Salah seorang seniman yang mengatakan pelecehan dalam berseni yakni Nadine Nadila, pelaku teater. Dia mengatakan, pelecehan dalam berseni sudah dirasakan sejak duduk di bangku sekolah menengah pertama (SMP) dan dianggap lumrah oleh sebagian orang.
"Saya menyesal baru mempelajari soal kesetaraan gender baru-baru ini. Padahal pengalaman yang mengguncang mental itu, saya alami dari saat sekolah. Bahkan awalnya tidak tahu. Pencerahan-pencerahan ini harus sampai ke pelajar juga," kata Nadine.
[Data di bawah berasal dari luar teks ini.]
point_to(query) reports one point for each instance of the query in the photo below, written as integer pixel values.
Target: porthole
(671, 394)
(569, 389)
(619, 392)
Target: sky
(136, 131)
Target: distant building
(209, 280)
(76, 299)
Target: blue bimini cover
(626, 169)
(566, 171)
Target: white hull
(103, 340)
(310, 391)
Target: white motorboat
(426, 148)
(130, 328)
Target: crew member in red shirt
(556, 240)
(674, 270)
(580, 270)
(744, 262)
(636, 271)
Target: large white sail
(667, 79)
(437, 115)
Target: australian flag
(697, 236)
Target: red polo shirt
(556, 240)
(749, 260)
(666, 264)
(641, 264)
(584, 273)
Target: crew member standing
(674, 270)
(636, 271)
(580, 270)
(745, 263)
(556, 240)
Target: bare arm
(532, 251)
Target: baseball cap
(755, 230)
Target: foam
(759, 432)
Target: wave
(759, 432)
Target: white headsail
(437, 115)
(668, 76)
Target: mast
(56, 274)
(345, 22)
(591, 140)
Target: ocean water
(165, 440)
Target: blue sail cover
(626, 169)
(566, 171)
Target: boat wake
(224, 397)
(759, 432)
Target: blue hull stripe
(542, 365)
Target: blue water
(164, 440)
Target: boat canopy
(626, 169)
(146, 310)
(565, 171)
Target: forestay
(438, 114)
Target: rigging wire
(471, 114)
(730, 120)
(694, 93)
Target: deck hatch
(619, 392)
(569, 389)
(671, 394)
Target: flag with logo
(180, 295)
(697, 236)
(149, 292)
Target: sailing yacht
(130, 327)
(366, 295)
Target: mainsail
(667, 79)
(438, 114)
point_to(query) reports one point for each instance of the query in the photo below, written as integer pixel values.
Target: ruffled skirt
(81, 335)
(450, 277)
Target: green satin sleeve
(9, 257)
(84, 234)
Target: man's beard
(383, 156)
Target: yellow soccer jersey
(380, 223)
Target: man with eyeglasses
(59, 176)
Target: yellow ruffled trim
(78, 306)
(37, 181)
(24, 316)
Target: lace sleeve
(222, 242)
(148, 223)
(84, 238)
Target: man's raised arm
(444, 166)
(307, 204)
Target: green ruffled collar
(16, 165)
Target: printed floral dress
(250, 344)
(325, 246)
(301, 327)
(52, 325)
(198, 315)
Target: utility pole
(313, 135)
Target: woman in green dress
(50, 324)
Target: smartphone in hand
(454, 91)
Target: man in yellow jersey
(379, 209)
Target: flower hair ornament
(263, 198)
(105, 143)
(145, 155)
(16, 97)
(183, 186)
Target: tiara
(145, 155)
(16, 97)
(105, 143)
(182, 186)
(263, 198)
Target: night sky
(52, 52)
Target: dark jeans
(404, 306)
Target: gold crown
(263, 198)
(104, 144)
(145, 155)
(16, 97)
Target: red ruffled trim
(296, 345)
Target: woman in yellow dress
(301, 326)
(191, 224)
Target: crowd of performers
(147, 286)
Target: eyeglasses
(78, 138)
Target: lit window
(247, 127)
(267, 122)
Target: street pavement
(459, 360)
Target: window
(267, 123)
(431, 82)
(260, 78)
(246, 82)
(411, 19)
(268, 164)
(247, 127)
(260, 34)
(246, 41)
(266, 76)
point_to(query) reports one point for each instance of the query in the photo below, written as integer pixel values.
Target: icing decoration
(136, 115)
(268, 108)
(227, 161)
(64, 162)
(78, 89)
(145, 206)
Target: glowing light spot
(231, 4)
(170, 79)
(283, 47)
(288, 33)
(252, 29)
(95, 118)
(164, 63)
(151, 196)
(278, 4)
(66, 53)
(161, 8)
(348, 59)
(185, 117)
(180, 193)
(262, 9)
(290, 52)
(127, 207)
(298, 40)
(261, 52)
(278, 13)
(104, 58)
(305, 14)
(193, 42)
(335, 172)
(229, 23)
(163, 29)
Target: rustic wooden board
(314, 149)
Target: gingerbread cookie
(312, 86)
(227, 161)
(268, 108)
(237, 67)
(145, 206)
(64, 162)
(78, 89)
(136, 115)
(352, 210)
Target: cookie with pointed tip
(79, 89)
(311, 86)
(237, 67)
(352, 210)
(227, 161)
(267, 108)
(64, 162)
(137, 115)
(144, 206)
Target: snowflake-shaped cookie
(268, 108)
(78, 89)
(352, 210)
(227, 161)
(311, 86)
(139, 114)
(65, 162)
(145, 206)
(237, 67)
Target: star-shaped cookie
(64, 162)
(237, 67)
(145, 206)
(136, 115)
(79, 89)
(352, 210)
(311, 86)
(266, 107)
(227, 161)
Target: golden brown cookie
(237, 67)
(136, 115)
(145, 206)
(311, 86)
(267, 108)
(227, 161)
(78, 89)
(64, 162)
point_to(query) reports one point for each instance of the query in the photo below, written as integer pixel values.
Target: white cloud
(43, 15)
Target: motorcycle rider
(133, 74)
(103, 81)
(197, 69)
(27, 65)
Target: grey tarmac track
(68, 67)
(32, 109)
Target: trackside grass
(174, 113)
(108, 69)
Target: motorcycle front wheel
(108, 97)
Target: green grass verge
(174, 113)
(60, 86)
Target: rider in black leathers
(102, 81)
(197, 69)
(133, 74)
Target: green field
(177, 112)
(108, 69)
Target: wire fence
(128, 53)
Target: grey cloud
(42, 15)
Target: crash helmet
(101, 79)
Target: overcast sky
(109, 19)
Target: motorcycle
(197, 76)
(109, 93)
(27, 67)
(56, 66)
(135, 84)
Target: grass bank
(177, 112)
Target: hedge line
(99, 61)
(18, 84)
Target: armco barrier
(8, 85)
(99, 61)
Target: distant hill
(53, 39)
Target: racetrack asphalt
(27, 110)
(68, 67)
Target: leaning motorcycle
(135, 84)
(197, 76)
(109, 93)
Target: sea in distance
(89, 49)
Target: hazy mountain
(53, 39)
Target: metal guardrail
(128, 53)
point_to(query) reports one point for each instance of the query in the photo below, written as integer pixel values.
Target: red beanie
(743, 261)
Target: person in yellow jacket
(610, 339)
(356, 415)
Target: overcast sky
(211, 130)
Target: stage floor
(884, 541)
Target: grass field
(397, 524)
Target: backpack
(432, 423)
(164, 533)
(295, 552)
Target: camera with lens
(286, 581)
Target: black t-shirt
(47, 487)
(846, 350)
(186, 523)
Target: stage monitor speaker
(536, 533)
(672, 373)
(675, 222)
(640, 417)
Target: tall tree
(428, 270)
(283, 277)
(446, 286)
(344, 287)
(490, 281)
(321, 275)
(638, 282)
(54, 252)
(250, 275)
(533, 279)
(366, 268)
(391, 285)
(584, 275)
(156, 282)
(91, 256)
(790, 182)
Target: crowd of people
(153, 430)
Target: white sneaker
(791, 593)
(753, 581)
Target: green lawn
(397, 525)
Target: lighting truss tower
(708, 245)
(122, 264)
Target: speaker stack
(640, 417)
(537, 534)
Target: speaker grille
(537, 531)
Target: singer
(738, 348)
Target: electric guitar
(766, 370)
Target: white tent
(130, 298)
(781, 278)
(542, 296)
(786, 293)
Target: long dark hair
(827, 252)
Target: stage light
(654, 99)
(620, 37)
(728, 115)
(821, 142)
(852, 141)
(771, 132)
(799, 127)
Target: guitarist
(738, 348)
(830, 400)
"Dulu diberi tahu, ini yang harus dibayarkan untuk bisa bikin teater yang bagus. Pernah curhat sama teman perempuan. Tapi kata dia, 'tidak apa-apa', kalau sama sutradara itu, pasti jadi," lanjutnya.
Oleh karena itu, dia mengusulkan agar edukasi soal pencegahan pelecehan seksual dilakukan pada usia kelompok pelaku teater sedini mungkin. "Pelajar yang rentan, masih lugu, jadi harus dibekali," ujarnya.
Kartika Jahja dari Institute Ungu mengatakan, seniman perempuan masih menghadapi stempel expired date selama berkarya. Ketika sudah dicap expired (kedaluwarsa), tutur dia, seniman perempuan dianggap tidak lagi sesuai standar.
"Pelecehan intelektual masih ada di bidang tertentu yang dianggap belum bisa dilakukan perempuan. Seperti sound engineer. Sulitnya pelatihan-pelatihan di bidang tertentu karena dianggap bidang laki-laki. Hal ini menghambat regenerasi pegiat seni perempuan," terang Kartika.
Composer perempuan dari Perempuan Komponis: Forum & Lab, Gema Swaratyagita, juga mengungkap hal yang serupa. Dia mengatakan, diskriminasi dialami oleh komponis perempuan yang menjadi seorang ibu.
Diskriminasi dimulai sejak mereka hamil dengan diksi, “Tidak mungkin langsung berkarya setelah melahirkan, minimal dua tahun. Makanya banyak yang berhenti berkarya setelah jadi ibu. Stuck, tidak menciptakan karya baru,” katanya.
Anggota Komite Seni Rupa dan Komisi Simpul Seni Dewan Kesenian Jakarta (DKJ) Aquino Hayunta mengatakan, temuan ini akan dipetakan dan dibahas bersama Puan Seni untuk dicarikan jalan keluar dan ke mana masalah tersebut akan dibawa.
Bendahara Puan Seni Indonesia, Irawita, mengatakan tidak menutup kemungkinan pertemuan serupa akan digelar untuk membahas hasil pemetaan yang dilakukannya bersama DKJ.